Posted in Reading Response by Trace on June 7, 2010

Understanding the Internet is more than reading a book or playing Farmville. This, the five guys that wrote the Cluetrain Manifesto understand. While they admit they don’t understand the true purpose of the web – “telephones are for talking to people… what’s the web for.”

This ten-year anniversary addition almost doubles the original book published in 2000. IT contains new information discovered since the before our Web 2.0 generation. Back in 2000, before the popularity of the social web, before Facebook, MySpace or Twitter had taken over the bandwidth this book said something outrageous. “Markets are conversations.”

This simple idea was a revolution in 2000, and the Internet was the best driving force behind these conversations. Today, we take this idea for granted. The idea that outside of a barbershop or store aisle we the consumers can have a true conversation regarding the products or policies of our favorite providers.
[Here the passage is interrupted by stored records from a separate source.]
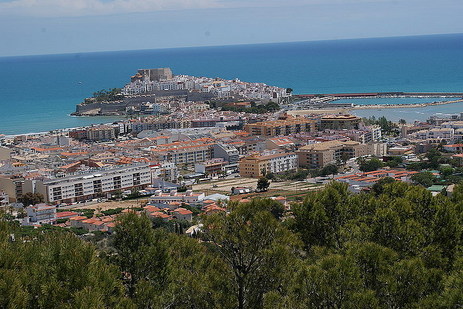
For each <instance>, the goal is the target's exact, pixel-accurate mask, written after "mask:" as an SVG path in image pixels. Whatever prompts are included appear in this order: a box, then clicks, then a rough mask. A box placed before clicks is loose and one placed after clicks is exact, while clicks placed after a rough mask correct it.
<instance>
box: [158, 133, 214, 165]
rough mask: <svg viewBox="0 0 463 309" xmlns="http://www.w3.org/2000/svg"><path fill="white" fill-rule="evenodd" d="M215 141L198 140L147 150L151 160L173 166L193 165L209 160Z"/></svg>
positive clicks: (210, 156) (193, 140)
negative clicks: (173, 164) (186, 164)
mask: <svg viewBox="0 0 463 309" xmlns="http://www.w3.org/2000/svg"><path fill="white" fill-rule="evenodd" d="M214 144H215V141H214V140H213V139H211V138H199V139H195V140H191V141H183V142H174V143H170V144H164V145H158V146H154V147H151V148H149V149H150V152H151V155H152V157H153V159H155V160H158V161H168V162H172V163H174V164H194V163H197V162H204V161H207V160H210V159H211V158H212V154H213V145H214Z"/></svg>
Unlike some of my other posts, today I felt this book is too important to pick apart. It’s an Eastern philosophy of the internet. The authors looked at the Internet how an Amish person might design an Internet scheme. I read earlier this month how the Web increases our hand-eye coordination but decreases our critical thinking. This book is fantastic for those who have never thought critically about webspace. For those of us that who have, it becomes more of a How-to-explain book. It’s more of a crash course of more of an eastern school web.